Ciò che fa più effetto è la consapevolezza del fatto che in un quadrato può entrarci un suo lato infinite volte, disponendo ognuno di essi in maniera attigua e parallela l’uno all’altro. Pertanto, stiamo affermando che sostanzialmente non è importante il numero di volte che ce lo metto, basta che ci sia una sola volta! Ancora più interessante è il fatto che un segmento ed un area non ha senso che vengano geometricamente confrontati e, non a caso, le unità di misura che ne determinano la grandezza sono diverse e, ancora, diverse sono le dimensioni. Il segmento, come le curve, o le rette, sono detti enti unidimensionali e giacciono in $$\mathbb{R}^1$$, mentre le figure geometriche, come i piani e i semipiani sono bidimensionali e giacciono in $$\mathbb{R}^2$$ (anche noto come RxR). Intuitivamente sembra che quest’ultimo abbia il doppio dei punti di $$\mathbb{R}$$ (che ovviamente sono infiniti).
Resta da capire come fare ad associare ad un punto $$(x,y)$$ del quadrato un punto $$t$$ del segmento, con $$0<x,y,t<1$$. In particolare è necessario trovare una legge che faccia corrispondere ad ogni punto sul quadrato uno solo sul segmento e ad ogni punto del segmento uno solo sul quadrato.
Il primo criterio che ci verrebbe da utilizzare è proiettare un punto $$(x,y)$$ sul lato che giace sull’asse delle $$x$$, in modo da trovare la prima corrispondenza.

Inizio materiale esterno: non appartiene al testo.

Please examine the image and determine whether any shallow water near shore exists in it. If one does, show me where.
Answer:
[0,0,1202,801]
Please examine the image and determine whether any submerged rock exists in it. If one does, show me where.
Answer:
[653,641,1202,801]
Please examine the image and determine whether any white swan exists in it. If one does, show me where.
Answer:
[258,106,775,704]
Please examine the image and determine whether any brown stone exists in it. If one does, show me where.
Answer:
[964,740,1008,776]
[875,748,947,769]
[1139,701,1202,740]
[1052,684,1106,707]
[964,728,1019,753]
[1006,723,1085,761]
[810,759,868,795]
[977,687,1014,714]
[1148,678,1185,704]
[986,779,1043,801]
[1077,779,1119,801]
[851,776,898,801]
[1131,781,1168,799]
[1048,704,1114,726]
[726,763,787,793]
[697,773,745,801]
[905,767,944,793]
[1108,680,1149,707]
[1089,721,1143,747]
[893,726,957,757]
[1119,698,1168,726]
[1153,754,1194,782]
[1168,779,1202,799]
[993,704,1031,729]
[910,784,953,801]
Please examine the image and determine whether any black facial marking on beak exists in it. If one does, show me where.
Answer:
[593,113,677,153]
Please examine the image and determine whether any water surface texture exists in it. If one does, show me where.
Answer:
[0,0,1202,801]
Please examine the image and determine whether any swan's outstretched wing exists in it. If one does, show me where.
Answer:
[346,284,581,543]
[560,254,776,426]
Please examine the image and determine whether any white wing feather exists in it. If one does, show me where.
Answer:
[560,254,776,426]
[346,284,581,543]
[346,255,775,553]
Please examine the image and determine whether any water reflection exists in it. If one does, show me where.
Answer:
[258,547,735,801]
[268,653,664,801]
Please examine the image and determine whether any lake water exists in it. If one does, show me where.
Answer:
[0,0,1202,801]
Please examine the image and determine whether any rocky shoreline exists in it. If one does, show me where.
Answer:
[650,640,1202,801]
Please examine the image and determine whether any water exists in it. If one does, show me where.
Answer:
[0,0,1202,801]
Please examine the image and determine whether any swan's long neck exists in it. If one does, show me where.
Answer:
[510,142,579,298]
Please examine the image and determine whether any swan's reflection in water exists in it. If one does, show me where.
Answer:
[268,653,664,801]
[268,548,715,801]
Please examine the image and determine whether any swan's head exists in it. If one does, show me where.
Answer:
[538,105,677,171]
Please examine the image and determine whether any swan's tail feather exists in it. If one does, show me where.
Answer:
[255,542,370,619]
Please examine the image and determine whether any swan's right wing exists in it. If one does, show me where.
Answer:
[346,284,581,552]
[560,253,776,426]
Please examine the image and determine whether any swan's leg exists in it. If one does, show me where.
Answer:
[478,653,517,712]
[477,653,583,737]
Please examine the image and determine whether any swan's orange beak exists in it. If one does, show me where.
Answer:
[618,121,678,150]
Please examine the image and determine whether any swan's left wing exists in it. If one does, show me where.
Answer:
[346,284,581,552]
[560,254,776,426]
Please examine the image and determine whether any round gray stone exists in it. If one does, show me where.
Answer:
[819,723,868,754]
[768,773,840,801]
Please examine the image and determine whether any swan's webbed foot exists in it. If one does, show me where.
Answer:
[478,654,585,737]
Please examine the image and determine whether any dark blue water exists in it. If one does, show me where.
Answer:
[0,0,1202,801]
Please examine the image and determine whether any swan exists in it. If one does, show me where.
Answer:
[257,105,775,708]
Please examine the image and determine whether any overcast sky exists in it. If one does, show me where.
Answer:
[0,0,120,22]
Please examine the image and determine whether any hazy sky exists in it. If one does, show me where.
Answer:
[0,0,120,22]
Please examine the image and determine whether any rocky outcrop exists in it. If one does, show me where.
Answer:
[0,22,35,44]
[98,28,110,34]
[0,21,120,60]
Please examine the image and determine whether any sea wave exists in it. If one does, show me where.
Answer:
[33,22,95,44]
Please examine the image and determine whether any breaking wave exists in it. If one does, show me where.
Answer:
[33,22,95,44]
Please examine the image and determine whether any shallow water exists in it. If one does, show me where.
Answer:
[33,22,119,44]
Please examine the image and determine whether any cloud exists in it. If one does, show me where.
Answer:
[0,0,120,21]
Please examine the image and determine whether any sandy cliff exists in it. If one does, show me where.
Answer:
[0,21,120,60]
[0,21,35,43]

Ma utilizzando questa legge risulta impossibile provare che ad un punto $$t$$ sul segmento corrisponda uno solo del quadrato. In questo modo, infatti, a $$t$$ corrispondono tutti i punti del quadrato corrispondenti al proprio asse (e sono infiniti!).
Mettiamo da parte, quindi, il significato geometrico dei punti. Consideriamo una coppia di coordinate $$(x,y)$$ all’interno del quadrato unitario di vertici (0,0); (0,1); (1,1), (1,0). In questo caso sia $$x$$ che $$y$$ possono essere scritti rispettivamente nella forma decimale:
0,abcdefg….
0,ABCDEFG…
Pertanto sfruttiamo questa proprietà dei numeri reali (possono sempre essere scritti in forma decimale limitata, periodica o illimitata come nel caso dei numeri irrazionali) per associare:
(0,abcdefg.. ; 0,ABCDEFG..) a 0,aAbBcCdDeEfFgG..
dove 0,aAbBcCdDeEfFgG risulta ovviamente essere un punto del segmento unitario compreso tra 0 e 1, cioè il lato del nostro quadrato. E il gioco è pressoché fatto: per il viceversa basta associare ad un punto 0,abcdefg.. la coppia (0,aceg.. ; 0,bdf..).
Conclusioni.
Alla luce di quanto visto tanto in questo quanto nei precedenti articoli della rubrica, possiamo affermare che gli enti geometrici, topologici o algebrici intuitivamente distanti tra loro vengono ad unificarsi e a rendersi assimilabili se trattati nell’ottica dello studio dei punti che li compongono.
Un invito a riflettere, in particolare, su come la matematica possa delineare proprietà differenti di stessi oggetti in base alla lente con cui la si guarda.
Forse anche questa è l’essenza della matematica.